Performance of Emitters in Drip Irrigation Systems Using Computational Fluid Dynamic Analysis

Abstract

Flat drippers are widely used in agricultural irrigation systems to ensure precise water distribution. This study investigates the optimization of flat drippers through Computational Fluid Dynamics (CFDs) simulations, focusing on the channel geometry. These emitters have a particular configuration of the labyrinth channel appropriately shaped to ensure high turbulence and dissipation of the hydraulic load. CFDs techniques are particularly suitable to investigate the labyrinth design and optimization. Here, by analyzing seven different dripper models with varying dissipation channel sizes, the relationship between flow rate (liters per hour) and pipe pressure (kPa) was studied.
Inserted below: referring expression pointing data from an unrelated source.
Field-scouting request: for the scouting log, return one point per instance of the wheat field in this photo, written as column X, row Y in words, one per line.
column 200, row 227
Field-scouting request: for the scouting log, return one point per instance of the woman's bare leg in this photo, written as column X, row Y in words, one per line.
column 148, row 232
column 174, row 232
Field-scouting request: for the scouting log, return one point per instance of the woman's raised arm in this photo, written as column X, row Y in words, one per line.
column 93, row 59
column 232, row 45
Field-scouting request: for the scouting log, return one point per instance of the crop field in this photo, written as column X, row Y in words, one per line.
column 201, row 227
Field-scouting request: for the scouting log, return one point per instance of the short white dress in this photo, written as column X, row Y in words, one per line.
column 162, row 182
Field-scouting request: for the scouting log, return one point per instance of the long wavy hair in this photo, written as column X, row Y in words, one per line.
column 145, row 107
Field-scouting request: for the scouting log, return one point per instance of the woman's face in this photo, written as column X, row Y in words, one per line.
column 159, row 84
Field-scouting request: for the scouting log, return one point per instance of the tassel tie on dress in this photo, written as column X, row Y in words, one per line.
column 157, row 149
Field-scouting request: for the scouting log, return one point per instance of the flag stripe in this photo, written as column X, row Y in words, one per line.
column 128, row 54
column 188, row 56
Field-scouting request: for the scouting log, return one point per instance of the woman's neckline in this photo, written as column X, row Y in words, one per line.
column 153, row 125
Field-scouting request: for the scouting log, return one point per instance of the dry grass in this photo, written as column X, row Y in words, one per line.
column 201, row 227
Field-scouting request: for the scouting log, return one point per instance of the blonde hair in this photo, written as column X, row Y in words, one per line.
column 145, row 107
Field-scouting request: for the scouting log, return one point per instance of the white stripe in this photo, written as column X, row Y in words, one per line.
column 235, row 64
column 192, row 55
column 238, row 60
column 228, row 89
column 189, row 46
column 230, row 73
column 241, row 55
Simulations were performed for six inlet pressures in the range between 50 and 175 kPa, with steps of 25 kPa, allowing for the derivation of the pressure-flow curve and the optimization of the emitter exponent. The value of the exponent is closely linked to the conformation of the channel and is standardized by the International Organization for Standardization (ISO) 9261:2004. Additionally, the influence of the labyrinth channel's cross-sectional area on flow rate was examined, providing insights into design improvements for enhanced hydraulic performance. The proposed optimization could lead to significant water savings and enhanced agricultural productivity by improving the efficiency of irrigation systems.